Powell, Clarence Daddy’s Boy

Country: Sierra Leone
Advance #3022766 DONATE NOW
Serving At: Sierra Leone Annual Conference
Home Country: Liberia

This person is a candidate for the GMF INT’L Track and is expected to be confirmed by October 31, 2023.

Clarence Daddy’s Boy Powell is an international Global Mission Fellow with the United Methodist General Board of Global Ministries, engaged in a two-year term of service.

The Global Mission Fellows program takes young adults ages 20-30 out of their home environments and places them in new contexts for mission experience and service. The program has a strong emphasis on faith and justice. Global Mission Fellows become active parts of their new local communities. They connect the church in mission across cultural and geographical boundaries. They grow in personal and social holiness and become strong young leaders working to build just communities in a peaceful world.

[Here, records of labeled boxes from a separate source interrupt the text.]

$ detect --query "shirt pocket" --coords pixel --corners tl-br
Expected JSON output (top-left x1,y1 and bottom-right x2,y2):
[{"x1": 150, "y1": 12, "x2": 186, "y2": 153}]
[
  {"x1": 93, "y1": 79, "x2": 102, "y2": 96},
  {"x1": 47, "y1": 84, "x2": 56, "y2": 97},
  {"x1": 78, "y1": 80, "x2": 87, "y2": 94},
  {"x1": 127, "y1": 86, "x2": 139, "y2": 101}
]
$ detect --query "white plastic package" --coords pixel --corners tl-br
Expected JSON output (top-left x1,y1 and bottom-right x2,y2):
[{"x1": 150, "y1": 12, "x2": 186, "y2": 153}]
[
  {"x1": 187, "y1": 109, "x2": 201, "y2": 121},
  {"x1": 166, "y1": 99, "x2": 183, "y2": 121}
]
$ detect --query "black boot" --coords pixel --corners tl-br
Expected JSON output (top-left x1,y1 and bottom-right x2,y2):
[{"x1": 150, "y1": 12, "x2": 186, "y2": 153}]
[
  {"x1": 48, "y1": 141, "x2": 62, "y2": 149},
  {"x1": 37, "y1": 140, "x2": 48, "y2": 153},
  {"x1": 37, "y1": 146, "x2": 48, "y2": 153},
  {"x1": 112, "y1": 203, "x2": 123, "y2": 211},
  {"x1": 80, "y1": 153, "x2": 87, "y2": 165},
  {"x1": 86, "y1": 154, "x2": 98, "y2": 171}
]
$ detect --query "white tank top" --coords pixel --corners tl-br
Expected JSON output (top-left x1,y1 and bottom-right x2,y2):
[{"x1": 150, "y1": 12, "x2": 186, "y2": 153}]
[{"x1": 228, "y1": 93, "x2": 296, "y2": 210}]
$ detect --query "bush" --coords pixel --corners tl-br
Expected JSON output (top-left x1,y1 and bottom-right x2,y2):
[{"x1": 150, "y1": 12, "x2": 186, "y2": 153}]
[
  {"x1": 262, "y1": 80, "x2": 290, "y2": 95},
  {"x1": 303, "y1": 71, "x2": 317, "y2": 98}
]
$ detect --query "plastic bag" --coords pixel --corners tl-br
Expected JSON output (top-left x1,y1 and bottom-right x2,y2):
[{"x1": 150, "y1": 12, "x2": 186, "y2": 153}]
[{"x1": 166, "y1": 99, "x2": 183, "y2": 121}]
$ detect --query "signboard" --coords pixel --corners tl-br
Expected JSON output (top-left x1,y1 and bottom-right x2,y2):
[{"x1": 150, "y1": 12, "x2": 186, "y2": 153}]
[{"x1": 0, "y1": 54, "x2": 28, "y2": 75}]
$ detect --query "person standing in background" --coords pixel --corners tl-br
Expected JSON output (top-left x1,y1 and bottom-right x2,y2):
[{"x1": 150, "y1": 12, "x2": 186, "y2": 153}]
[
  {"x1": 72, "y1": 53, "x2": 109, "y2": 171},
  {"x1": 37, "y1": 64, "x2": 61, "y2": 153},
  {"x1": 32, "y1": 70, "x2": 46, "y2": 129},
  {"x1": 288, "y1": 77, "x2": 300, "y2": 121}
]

Clarence is a member of Stephen Trowen Nagbe United Methodist Church, related to the Liberia Annual Conference. He served local and district youth fellowships as secretary, program chair and district membership co-chair.

He earned Bachelor of Science and master’s degrees in public policy and governance from Africa University, Mutare, Zimbabwe. His dream is to pursue a master’s degree in social justice advocacy.

While at the university, Clarence worked with Volunteers in Mission, focusing on food security. He supervised and coordinated 30 farmworkers and staff in implementing husbandry activities on two farms in Zimbabwe and provided technical support to farmers on food security resilience during Cyclone Idai and the COVID-19 pandemic in Zimbabwe.

In Liberia, Clarence worked with the Agrotech Liberia and BASA Development Initiatives, developing agribusiness programs and providing business-development training to small-scale farmers. He also served with Action Against Hunger as a USAID DELTA (Internship Program) monitoring, evaluation and learning officer.

“Global Mission Fellows,” he said, “invites participants to live out their faith in new communities. “My most passionate social justice issue is ending hunger by 2030, which is Sustainable Development Goal number two. I believe that achieving SDG 2 (zero hunger) will lead to achieving SDG 3 (ensuring healthy lives and promoting well-being at all ages).

“A food-insecure country is most likely to enter into a crisis,” Clarence continued. “To advocate and contribute to achieving SDG 2, I am aware that I have to be integrated into a new community and practice social holiness in order to be well integrated into every community regardless of their social, religious and political affiliation.”

Eventually, Clarence would like to create a social justice initiative that would ensure a food- secure environment in which everyone has equal access to affordable and nutritious food. Such an initiative, he said, would equip “farmers and communities with the skills and knowledge needed to mitigate challenges facing their farms and incorporate new farming techniques, while providing communities with the skills and knowledge to get involved in food-security activities like backyard gardening and city gardening.”